In the last century, this historic crisis of capitalism already produced fascist dictatorships and two world wars. Today, too, the fight against war is moving back to the centre of the class struggle. The government is pushing ahead with the biggest rearmament programme since Hitler and financing it through massive social cuts affecting the unemployed, pensioners, education and the healthcare system. It is supported in this by all parliamentary parties. In the Action Committee, we will develop and discuss plans for how the fight against mass redundancies can be combined with mobilisation against war and rearmament.
Third: Cooperate internationally at all sites.
VW and all other car manufacturers are global companies. Our allies are the workers at all other sites. Our central strategy is internationalism. Trade war and war are justified with hysterical nationalism and chauvinism. The trade union bureaucrats spread the poison of nationalism with their demands for national industrial policy and securing production sites. They divide workers and pit those in one country against workers in other countries and other regions. We counter this reactionary policy of division with the unity and close cooperation of the global working class.
Workers have no fatherland. Workers everywhere have the same problems. They are confronted with the same global corporations and with governments that deepen exploitation and suppress all resistance to it.
We are building the VW Action Committee as part of the International Workers Alliance of Rank-and-File Committees (IWA-RFC). Anyone who doubts whether and how the domination of IG Metall can be broken should look at the campaign of American autoworker Will Lehman.
Lehman is a socialist and works at Mack Trucks in Macungie, Pennsylvania. Last month, he was nominated as a presidential candidate at the United Auto Workers (UAW) congress in Detroit. He fights for the abolition of the union bureaucracy and the transfer of power to the rank and file.

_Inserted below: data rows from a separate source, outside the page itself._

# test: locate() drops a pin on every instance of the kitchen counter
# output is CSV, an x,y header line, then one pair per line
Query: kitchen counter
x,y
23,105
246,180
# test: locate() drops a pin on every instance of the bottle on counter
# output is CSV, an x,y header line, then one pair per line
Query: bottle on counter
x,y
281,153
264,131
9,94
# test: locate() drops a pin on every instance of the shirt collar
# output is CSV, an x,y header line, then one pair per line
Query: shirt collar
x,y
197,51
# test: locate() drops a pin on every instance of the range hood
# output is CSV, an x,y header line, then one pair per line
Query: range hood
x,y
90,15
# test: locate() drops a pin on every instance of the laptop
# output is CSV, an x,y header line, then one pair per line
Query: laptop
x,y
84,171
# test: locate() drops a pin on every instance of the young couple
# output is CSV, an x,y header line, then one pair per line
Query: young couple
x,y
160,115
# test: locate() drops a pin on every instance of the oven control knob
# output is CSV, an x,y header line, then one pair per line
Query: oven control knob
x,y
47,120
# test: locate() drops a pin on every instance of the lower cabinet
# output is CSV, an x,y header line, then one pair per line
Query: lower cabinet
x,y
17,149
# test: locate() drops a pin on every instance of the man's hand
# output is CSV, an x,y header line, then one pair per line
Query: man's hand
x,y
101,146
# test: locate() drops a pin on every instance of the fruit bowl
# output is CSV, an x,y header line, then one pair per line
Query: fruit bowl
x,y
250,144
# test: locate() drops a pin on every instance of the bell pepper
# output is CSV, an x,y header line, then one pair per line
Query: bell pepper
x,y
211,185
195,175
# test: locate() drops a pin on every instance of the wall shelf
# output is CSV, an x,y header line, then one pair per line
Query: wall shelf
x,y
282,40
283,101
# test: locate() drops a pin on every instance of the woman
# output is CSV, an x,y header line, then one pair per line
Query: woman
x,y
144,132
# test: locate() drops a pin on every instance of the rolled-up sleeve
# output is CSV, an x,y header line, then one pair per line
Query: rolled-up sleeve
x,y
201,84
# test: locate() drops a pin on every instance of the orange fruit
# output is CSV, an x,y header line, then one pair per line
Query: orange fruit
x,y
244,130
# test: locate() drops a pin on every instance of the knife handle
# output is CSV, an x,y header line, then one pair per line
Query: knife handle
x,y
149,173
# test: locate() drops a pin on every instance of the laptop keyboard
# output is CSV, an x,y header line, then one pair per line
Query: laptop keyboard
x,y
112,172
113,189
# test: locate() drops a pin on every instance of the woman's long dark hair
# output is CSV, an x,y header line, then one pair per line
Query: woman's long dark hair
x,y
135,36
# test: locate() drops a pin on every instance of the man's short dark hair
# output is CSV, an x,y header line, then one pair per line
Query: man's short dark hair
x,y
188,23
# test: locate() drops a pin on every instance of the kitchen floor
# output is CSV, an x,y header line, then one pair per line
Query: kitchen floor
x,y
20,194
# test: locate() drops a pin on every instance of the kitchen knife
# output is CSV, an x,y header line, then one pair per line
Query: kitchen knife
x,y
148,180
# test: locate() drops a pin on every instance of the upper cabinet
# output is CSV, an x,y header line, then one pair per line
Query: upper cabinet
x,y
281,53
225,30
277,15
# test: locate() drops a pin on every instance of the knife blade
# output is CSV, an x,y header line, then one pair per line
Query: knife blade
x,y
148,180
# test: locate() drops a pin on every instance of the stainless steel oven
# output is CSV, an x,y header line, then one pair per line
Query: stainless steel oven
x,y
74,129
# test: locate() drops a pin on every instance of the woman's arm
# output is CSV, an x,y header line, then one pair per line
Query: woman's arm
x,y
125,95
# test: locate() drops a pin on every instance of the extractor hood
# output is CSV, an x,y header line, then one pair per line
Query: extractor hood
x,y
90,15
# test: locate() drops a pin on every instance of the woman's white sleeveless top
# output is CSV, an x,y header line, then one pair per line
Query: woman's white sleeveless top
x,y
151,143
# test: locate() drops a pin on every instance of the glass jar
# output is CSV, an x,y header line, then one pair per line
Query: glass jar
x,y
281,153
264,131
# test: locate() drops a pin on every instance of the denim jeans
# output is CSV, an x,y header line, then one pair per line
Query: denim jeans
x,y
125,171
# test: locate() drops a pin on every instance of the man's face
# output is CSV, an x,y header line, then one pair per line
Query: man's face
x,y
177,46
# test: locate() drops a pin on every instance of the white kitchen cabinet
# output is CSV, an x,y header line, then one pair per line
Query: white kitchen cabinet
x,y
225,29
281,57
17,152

After his nomination, he particularly emphasised the unity of workers across the whole world in a statement. Lehman wrote: “Workers are fighting against the corporations, against the bureaucracy that serves them, and against the profit system to which people’s needs are subordinated. This struggle must not stop at a factory gate or at a national border. In it, workers must be united across all plants, in all industries and all countries.”
If that is possible in the United States, then it is also possible here! It is time to become active. Waiting is not an option for nothing will change until we change it.